Я не люблю об этом думать и кого-то критиковать. Просто говорю, что надо понимать, что театр – это отражение нашего времени, и через то, что происходит в театре, можно понять, что происходит в нашей жизни. Пусть будет всякое. Всем хватит места под солнцем.
Как вы считаете, театр должен чему-то учить зрителя?
Обязательно. Для меня во всяком случае. Я люблю, когда режиссер понимает, почему он об этом говорит и что он этим хочет сказать. Это такая миссия: мы должны помочь людям стать лучше. Именно поэтому надо делать спектакли и только по этой причине. Если есть другая причина, то надо играть у себя на кухне, показывать спектакли маме.
А на ваш взгляд, о чем должен быть театр?

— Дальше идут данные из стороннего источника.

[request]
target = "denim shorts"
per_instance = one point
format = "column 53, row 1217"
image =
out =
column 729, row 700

Театр должен рассказывать o людях и об их судьбах. Об отношениях между мужчиной и женщиной. Режиссер – такая профессия, когда ты должен опережать время. Не отражать, а опережать. У меня все спектакли о любви. Мы все переживаем очень большую нехватку любви. В этом тоже отчасти виновато время. Например, сейчас мальчиков и девочек учат, по сути, продавать себя, объясняют, как для этого надо выглядеть, что говорить, но не развивают их духовный мир, культуру общения между мужчиной и женщиной. Но в итоге, жить они будут не с картинкой, а с духом человека. На это внимание никто не обращает, поэтому столько сломанных отношений, судеб. Создают семью две «картинки», через время вылезает их собственное пустое «я», и общий домик рушится. Нас не учат ни общаться, ни любить, ни отдавать, ни понимать, что такое любовь. Я понимаю, трудно о чувствах говорить, но надо о них говорить! Может быть, человек со временем, с опытом может сам что-то понять, переоценить. Но чаще всего бывает уже поздно, просто поздно. Мы не умеем ни построить отношения, ни сохранить их, ни выразить любовь. Мы все очень закрытые. Мне кажется, это не хорошо по отношению к самому человеку.

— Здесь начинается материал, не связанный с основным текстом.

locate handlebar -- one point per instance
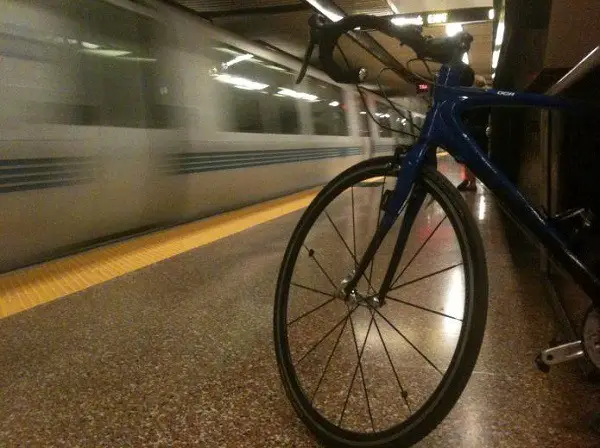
(443, 50)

В театре мы должны отражать отношения. В каждой пьесе, в каждом сюжете, который является классикой, есть мораль. И только классика актуальна, все остальное в современной литературе чаще всего только вариации или эксцентричные выходки. Мы и теперь существуем в схемах, которые описаны в классических сюжетах. И исход судеб людей будет всегда один и тот же. Все самому о себе можно предвидеть, понять, в какую из схем ты сам попал.
Неужели время не накладывает свой отпечаток на эти схемы?

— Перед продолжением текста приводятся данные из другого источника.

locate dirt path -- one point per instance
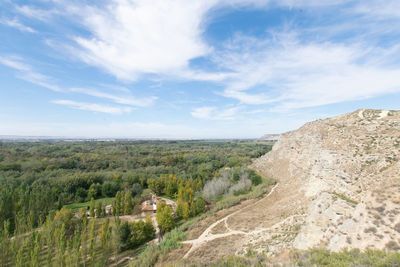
(207, 236)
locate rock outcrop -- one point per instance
(343, 175)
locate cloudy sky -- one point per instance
(192, 69)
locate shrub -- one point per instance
(216, 187)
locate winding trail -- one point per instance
(207, 236)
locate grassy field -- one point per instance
(76, 206)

Думаю, что нет. Все повторяется. У всех все одно и то же в жизни.
Сейчас у вас в планах «Отелло». Как и «Кармен», такой спектакль уже был в вашей режиссерской биографии. Почему вы решили взяться за него снова?
Мне жалко этого спектакля, он прошел только десять раз. В Литве за него я получила все возможные премии, мой Яго уехал работать в Китай, и жизнь спектакля закончилась, не начавшись.
Это будет совершенно новый спектакль или вы будете повторять прежний рисунок?
Я же меняюсь каждый год. Как я могу делать то же самое? Нет, не могу. Я чувствую, что тогда недоделала, недосказала. С этим жить трудно. Хочется отдать до конца дань этой теме и этому спектаклю. И потом я хочу исправить свои ошибки. Я это не называю повтором ни в коем случае, потому что это лично для меня не повтор.
Хотели бы вы перенести свои спектакли в кино, снять фильм?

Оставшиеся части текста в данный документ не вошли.